BEIJING, Oct. 17 (Xinhua) -- China's economic growth will recover in the final three months of the year after a bottoming-out in the third quarter, economists predicted.
The disappearing stockpile pressure, improvement in overseas markets, and the pace of investment were among the factors that pointed toward a rebound, according to economists in a China Securities Journal report Wednesday.
However, they said that the recovery will be slight.
Lian Ping, chief economist with the Bank of Communications, said that companies had started increased inventories after almost a year of stockpile-reduction activities, which will boost demand.
Lian forecast exports in the fourth quarter will outperform the first half due to demand from overseas markets, China's trade-boosting policies and a traditional seasonal rise in exports toward the year end.
China's exports staged a surprise surge in September rising 9.9 percent to 186.35 billion U.S. dollars.
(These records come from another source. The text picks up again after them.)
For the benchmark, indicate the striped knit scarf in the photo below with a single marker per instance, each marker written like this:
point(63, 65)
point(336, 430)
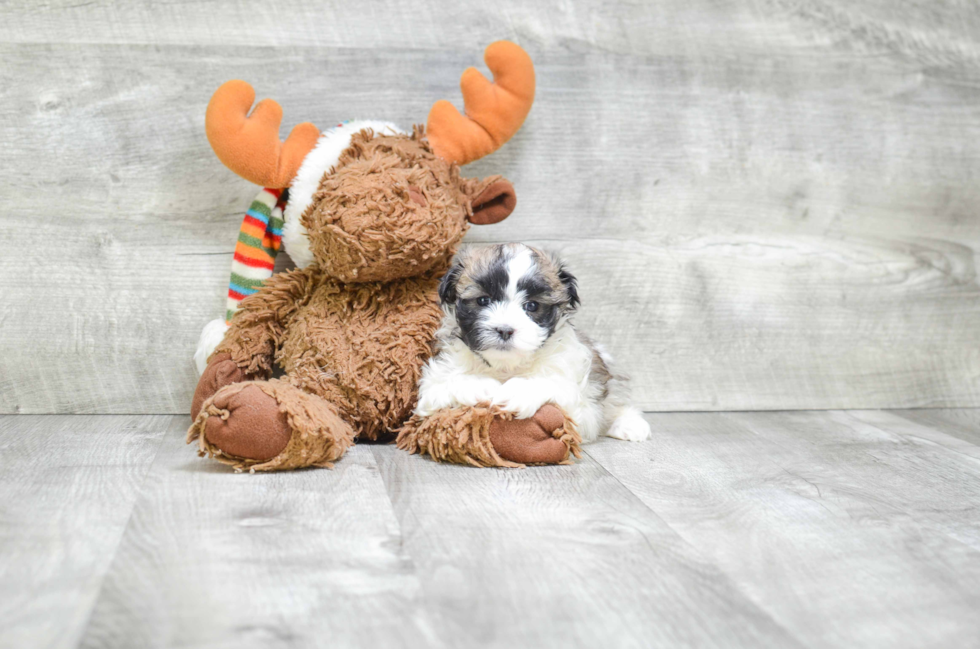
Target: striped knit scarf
point(258, 244)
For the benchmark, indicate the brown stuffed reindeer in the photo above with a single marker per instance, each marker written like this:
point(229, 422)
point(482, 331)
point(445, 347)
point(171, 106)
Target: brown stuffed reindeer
point(372, 217)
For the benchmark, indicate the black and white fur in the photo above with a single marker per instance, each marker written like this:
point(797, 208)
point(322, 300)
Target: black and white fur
point(507, 339)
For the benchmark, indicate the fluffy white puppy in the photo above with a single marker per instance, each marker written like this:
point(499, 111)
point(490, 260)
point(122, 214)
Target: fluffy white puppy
point(507, 339)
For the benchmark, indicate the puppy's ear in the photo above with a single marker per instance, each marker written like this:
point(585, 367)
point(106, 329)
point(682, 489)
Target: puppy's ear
point(447, 287)
point(571, 286)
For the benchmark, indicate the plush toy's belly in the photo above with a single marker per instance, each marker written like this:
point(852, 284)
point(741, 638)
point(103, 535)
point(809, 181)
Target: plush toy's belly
point(362, 347)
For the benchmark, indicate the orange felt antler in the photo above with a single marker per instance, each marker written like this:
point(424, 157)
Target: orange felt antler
point(494, 111)
point(249, 145)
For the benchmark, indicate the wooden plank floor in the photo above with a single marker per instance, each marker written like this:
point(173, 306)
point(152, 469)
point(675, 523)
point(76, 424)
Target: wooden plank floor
point(777, 529)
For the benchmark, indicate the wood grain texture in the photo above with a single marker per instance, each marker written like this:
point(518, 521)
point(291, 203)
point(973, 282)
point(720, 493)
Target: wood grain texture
point(558, 557)
point(850, 529)
point(806, 529)
point(962, 424)
point(67, 488)
point(769, 205)
point(217, 559)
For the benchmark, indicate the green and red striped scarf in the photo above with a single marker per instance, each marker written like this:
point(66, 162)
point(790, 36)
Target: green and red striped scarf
point(259, 240)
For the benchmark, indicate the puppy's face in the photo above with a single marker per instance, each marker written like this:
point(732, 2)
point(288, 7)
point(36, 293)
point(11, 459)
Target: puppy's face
point(507, 299)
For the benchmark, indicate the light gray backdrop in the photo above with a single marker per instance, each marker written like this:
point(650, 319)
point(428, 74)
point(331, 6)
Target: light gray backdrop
point(770, 204)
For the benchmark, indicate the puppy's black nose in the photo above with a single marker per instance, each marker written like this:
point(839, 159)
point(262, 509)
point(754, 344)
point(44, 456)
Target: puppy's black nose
point(505, 333)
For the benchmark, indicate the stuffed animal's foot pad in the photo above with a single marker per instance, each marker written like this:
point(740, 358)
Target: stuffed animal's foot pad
point(530, 441)
point(247, 423)
point(221, 371)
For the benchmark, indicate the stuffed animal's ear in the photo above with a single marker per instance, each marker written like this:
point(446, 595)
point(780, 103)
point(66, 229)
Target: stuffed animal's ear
point(494, 202)
point(447, 287)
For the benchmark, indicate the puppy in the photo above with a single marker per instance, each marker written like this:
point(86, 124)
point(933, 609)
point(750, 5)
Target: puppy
point(507, 339)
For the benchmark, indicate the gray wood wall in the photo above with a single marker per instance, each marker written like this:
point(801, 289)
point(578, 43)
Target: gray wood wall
point(769, 204)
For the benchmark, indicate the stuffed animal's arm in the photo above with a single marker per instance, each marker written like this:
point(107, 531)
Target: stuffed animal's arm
point(257, 328)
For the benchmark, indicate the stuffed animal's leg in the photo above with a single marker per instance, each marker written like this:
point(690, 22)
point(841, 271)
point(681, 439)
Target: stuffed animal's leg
point(487, 436)
point(270, 425)
point(221, 371)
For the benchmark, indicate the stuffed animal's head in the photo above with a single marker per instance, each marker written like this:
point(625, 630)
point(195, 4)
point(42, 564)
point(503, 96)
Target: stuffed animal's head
point(367, 201)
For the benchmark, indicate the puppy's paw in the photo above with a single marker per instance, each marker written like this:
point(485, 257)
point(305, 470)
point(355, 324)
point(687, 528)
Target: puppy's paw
point(630, 426)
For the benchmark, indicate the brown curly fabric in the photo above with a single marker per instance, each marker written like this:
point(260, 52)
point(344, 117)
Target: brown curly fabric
point(352, 330)
point(463, 436)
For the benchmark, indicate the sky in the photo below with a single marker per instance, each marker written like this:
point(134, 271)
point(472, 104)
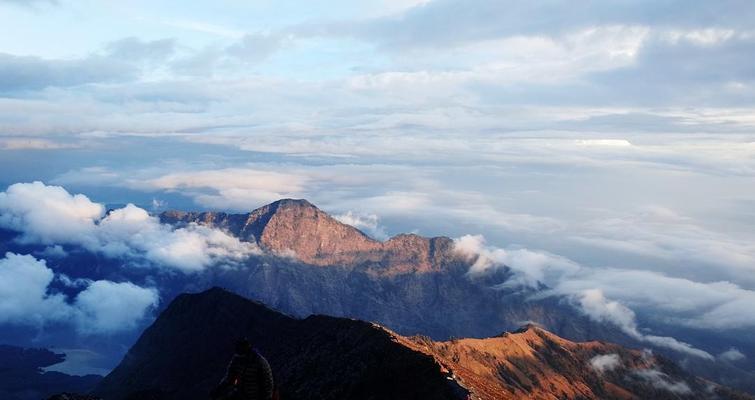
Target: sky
point(615, 139)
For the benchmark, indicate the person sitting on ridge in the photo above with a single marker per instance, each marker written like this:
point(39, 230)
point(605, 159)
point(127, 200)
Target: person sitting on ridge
point(249, 376)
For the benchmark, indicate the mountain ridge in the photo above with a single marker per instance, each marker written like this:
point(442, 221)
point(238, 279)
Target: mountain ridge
point(328, 357)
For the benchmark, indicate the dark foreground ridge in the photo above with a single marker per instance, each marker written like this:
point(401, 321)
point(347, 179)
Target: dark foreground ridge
point(183, 355)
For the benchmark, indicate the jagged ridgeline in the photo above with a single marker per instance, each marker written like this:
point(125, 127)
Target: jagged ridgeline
point(184, 354)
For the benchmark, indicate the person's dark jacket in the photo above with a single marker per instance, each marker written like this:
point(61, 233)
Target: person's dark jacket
point(249, 377)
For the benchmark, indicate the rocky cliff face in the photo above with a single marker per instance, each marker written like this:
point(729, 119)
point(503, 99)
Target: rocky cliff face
point(299, 229)
point(184, 354)
point(22, 376)
point(414, 285)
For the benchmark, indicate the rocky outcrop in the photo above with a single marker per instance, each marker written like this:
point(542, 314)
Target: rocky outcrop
point(299, 229)
point(533, 363)
point(184, 354)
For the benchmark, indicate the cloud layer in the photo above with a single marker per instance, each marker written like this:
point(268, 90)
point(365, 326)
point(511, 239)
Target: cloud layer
point(50, 215)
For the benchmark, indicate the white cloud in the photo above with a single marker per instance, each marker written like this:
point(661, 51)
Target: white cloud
point(594, 304)
point(50, 215)
point(530, 268)
point(605, 362)
point(662, 381)
point(106, 307)
point(369, 223)
point(24, 298)
point(103, 307)
point(732, 355)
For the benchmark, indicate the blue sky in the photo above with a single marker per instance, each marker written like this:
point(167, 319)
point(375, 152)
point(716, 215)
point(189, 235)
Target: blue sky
point(618, 134)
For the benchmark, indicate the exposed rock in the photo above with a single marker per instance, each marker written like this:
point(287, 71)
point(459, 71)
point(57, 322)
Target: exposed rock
point(299, 229)
point(183, 355)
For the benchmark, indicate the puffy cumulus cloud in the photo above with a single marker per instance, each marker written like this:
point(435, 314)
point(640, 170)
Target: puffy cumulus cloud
point(24, 298)
point(551, 274)
point(596, 306)
point(732, 355)
point(706, 305)
point(106, 307)
point(369, 223)
point(103, 307)
point(662, 381)
point(50, 215)
point(530, 268)
point(605, 362)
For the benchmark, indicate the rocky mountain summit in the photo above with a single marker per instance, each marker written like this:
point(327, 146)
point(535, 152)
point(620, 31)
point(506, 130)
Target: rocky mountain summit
point(184, 354)
point(297, 228)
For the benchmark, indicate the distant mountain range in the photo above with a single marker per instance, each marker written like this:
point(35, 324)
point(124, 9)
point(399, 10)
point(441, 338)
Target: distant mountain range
point(185, 352)
point(312, 264)
point(412, 284)
point(22, 375)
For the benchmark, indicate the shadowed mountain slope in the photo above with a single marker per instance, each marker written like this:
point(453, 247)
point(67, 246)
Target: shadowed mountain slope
point(298, 228)
point(184, 354)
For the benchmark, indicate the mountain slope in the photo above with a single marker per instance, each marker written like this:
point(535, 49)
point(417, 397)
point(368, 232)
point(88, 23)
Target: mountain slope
point(22, 376)
point(184, 353)
point(298, 228)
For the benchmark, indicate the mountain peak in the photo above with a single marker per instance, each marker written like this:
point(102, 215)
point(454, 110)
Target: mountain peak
point(296, 227)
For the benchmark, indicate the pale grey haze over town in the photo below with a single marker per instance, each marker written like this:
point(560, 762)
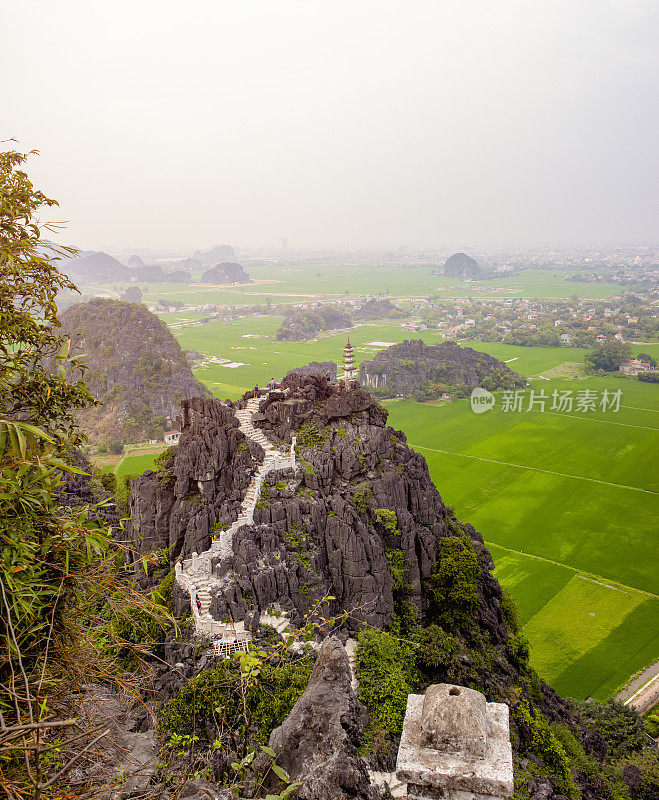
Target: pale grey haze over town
point(351, 123)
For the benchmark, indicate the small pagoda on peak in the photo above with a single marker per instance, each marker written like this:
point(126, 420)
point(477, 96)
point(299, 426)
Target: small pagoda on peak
point(349, 373)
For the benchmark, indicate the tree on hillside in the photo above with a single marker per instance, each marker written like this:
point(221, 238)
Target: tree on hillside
point(609, 355)
point(33, 353)
point(647, 358)
point(62, 592)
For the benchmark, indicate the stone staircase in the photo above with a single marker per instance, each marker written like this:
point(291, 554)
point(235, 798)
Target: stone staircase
point(195, 575)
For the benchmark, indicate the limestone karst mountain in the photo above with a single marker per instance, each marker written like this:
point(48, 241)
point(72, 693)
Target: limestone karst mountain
point(303, 324)
point(352, 521)
point(461, 265)
point(226, 272)
point(136, 368)
point(219, 253)
point(92, 266)
point(428, 370)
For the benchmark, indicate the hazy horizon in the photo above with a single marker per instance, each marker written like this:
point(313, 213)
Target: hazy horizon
point(370, 125)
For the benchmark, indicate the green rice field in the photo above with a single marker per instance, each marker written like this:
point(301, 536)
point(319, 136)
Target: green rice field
point(297, 284)
point(254, 354)
point(567, 504)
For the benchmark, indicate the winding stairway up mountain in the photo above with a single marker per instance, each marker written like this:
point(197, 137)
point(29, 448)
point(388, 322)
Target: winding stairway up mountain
point(198, 575)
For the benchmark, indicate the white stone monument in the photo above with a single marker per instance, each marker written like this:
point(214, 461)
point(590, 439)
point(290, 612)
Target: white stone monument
point(455, 746)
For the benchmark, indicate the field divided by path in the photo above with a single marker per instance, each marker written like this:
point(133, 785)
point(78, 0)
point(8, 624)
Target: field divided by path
point(251, 341)
point(291, 284)
point(568, 508)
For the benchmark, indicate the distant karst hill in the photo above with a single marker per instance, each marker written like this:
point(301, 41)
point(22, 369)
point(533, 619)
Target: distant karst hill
point(136, 368)
point(303, 324)
point(377, 308)
point(91, 266)
point(226, 272)
point(207, 258)
point(426, 371)
point(460, 265)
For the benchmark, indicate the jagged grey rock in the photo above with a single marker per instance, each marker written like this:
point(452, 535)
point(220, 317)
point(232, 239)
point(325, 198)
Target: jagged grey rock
point(317, 743)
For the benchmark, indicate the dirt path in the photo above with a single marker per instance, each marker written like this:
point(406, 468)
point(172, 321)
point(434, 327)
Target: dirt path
point(643, 692)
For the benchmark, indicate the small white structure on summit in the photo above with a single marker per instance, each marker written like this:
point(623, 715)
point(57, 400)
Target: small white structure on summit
point(455, 746)
point(348, 363)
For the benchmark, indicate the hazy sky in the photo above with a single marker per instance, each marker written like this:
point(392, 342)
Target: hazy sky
point(338, 123)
The growth rate sharply increased from 2.7 percent in August.
Ha Jiming, vice chairman and chief investment strategist of Goldman Sach's investment management division for China, said better-than-expected exports may be unsustainable as it was possibly caused by an exports rush last month before an eight-day National Day holiday.
Ha said "we also need to notice that the global economy has been trending positively."
China's customs agency said the nation's trade with its second-largest trade partner, the U.S., increased 9.1 percent to 355.42 billion U.S. dollars during the first nine months of 2012. Growth in the world's largest economy increased by 2 percent and 1.3 percent in the first and second quarter respectively this year.
Secretary-General of the China Society of Macroeconomics Wang Jian is more cautious. He said China's economy may continue to trend downward as the decrease of external demand will dampen growth.
He noted that despite the trade rise with the U.S., China's trade with the European Union, China's largest trade partner, fell 2.7 percent year-on-year to 410.99 billion U.S. dollars in the first nine months. Meanwhile, trade with Japan dipped 1.8 percent to 248.76 billion U.S. dollars.
Huang Yiping, chief economist at Barclays Capital Asia Limited, noted that the ongoing Canton Fair, China's largest trade fair, will be a window to see whether the short-term exports rebound will sustain into the fourth quarter.
Lian Ping forecast that the fourth-quarter GDP and the annual GDP will both grow 7.8 percent. He predicted that GDP will dip to 7.5 percent in the third quarter from 7.6 percent in the second quarter.
The National Bureau of Statistics is scheduled to issue an update on the third-quarter GDP on Thursday. Meanwhile, data on fixed asset investment, retail sales, industrial output as well as property prices will also be released on Thursday.